I like people just up and doing things. Forget petitioning the Government. Governments, when not pointedly malicious, are usually, at their best, slow and stupid. Trying to propagandize the masses? Sure, but I love to see people just carving out their own spaces for survival, just making something happen. If it matters, people will notice and it will grow, change, and create change.
How do you see street art changing in the next few years?
When I first started, I was just going to do one little poster series and that was going to be it. Already this fixation with street art has lead me down various avenues, through experiments with pirate radio to exploring subway tunnels and throwing street parties, all connected in my mind by this invisible thread that I began to pull at the day I decided I wanted to make something that would be so immaterial as to physically become part of the collage of a city wall. It lead me through thinking about participating visually and socially in the creation of the city in ways I never would have had the chutzpah to imagine before, and so I think that there must be people out there having this same experience.
The question that interests me most is not necessarily how will the practice of making art on the street grow and change, but how will the experience of seeing that you can shape the environment that you live in with your own two hands affect the psychology of the city? Beginning with the participants who find the experience empowering, and who knows? Perhaps spreading to affect the whole social climate, via the feeling of freedom, openness, and possibility that can be engendered when people see colorful scrappy city walls not as a signal of danger and degradation, but as a sign that their neighbors care to be a part of the creation of their city. In cities where there are drippy anarchy symbols painted everywhere and the old stuffy statues of the imperialists are shot up with paint bombs, things happen, people know that the city is for the communication of their desires. I want to know how we can make things that open up change to each other.

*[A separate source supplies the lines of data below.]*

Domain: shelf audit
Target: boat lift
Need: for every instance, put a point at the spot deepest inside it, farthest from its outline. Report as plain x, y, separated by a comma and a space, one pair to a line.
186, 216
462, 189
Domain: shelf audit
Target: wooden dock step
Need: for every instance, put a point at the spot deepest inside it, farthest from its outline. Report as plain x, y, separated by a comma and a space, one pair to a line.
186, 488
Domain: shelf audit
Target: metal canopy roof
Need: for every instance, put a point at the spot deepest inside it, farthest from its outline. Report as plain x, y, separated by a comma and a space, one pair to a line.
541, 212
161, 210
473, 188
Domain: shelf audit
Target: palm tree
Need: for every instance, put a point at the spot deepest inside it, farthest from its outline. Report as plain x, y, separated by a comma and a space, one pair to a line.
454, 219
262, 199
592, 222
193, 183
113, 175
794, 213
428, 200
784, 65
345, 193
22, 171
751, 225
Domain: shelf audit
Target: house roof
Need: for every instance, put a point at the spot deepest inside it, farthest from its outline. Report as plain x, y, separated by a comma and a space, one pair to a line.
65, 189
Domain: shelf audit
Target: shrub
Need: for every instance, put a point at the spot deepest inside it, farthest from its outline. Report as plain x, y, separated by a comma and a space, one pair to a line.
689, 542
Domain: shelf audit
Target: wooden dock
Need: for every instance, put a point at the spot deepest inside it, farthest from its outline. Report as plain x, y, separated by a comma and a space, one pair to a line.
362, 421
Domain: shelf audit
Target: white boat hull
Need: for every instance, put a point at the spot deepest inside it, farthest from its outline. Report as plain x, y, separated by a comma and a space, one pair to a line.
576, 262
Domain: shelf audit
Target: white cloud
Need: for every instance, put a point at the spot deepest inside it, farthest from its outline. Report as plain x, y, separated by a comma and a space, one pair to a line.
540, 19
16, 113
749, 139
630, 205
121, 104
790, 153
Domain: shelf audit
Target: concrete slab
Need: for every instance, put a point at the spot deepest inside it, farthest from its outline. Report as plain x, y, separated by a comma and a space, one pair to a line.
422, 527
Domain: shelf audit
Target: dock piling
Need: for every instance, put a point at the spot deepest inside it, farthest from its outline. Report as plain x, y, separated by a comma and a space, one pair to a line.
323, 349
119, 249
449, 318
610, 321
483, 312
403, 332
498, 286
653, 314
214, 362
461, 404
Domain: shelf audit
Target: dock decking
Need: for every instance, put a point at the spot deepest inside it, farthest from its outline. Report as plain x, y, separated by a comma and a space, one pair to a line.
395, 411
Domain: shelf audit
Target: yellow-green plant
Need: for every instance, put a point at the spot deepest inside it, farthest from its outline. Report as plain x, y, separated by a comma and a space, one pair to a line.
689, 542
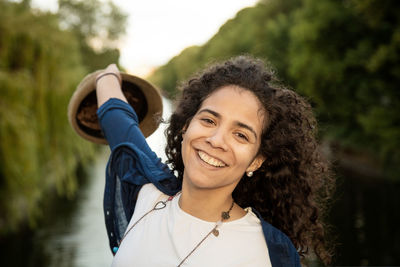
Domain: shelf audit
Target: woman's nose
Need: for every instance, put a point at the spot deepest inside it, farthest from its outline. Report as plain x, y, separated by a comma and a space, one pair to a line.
217, 139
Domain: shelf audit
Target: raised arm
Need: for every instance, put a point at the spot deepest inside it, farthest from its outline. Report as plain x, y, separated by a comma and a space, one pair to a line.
109, 85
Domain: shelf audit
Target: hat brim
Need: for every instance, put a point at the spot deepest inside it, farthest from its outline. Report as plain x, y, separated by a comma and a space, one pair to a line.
144, 98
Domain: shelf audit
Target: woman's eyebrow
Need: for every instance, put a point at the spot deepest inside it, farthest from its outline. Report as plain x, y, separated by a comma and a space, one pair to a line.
238, 123
216, 114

I believe that every artist who places something on a city wall or in a commercial space is threatening the agreed upon boundaries of public and private space, as well as upsetting the inertia of people's passive acceptance of an environment in which we cannot affect change. What comes next after these things have been thoroughly challenged? What develops out of a society of people who start to see the power of their own actions reflected back at them, reverberating a thousand times with the energy of every person who feels the same way?